Doritses son of Tarsus
(0007) Text: Doritses Tarsi f(ilius), | eques alae Thracum | Aug(ustae) tur(mae) Terenti, vixit | an(nos) XXXII, militavit | an(nos) XII, h(ic) s(itus) e(st).
Translation: Dortises, son of Tarsus, cavalryman of ala I Thracum Augusta, of the detachment commanded by Terentius, lived 32 years, spent 12 years in military service and is placed here. (Trans. Fred Baxter)
Commentary: Name is Thracian (see Kennedy). It is not certain when the unit arrived in Gerasa. Holder dates the Gerasene inscriptions before the Judaean War on the unfounded assertion that the unit must have left Syria by 70 CE, estimating a transfer under the reign of Nero. Gracey more plausibly suggests its arrival after the Judaean War – a date that corresponds with the unit’s presence on Syrian diplomas in the years 88-90 CE. Regardless, ala I Thracum Augusta left Gerasa before 107 CE, as it is attested upon a diploma from Raetia in that year (CIL 16.55) and also after.

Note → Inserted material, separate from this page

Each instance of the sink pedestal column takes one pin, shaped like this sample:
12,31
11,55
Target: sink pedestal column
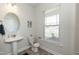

This would correspond well to the annexation of the Decapolis to the newly formed province of Arabia in 106 CE.
Provenience: Gerasa, Decapolis (Jerash, Jordan) 66-106 CE
Bibliography: AE 1930.89; Gerasa 201; Paul A. Holder, Studies in the Auxilia of the Roman Army from Augustus to Trajan, BARIS 70 (Oxford: BAR, 1980), 159; David L. Kennedy, The Roman Army in Jordan, 1st ed. (London: Council for British Research in the Levant, 2000), 107; M. H. Gracey, “The Roman Army in Syria, Judaea and Arabia” (D.Phil. thesis, Oxford University, 1981), 270.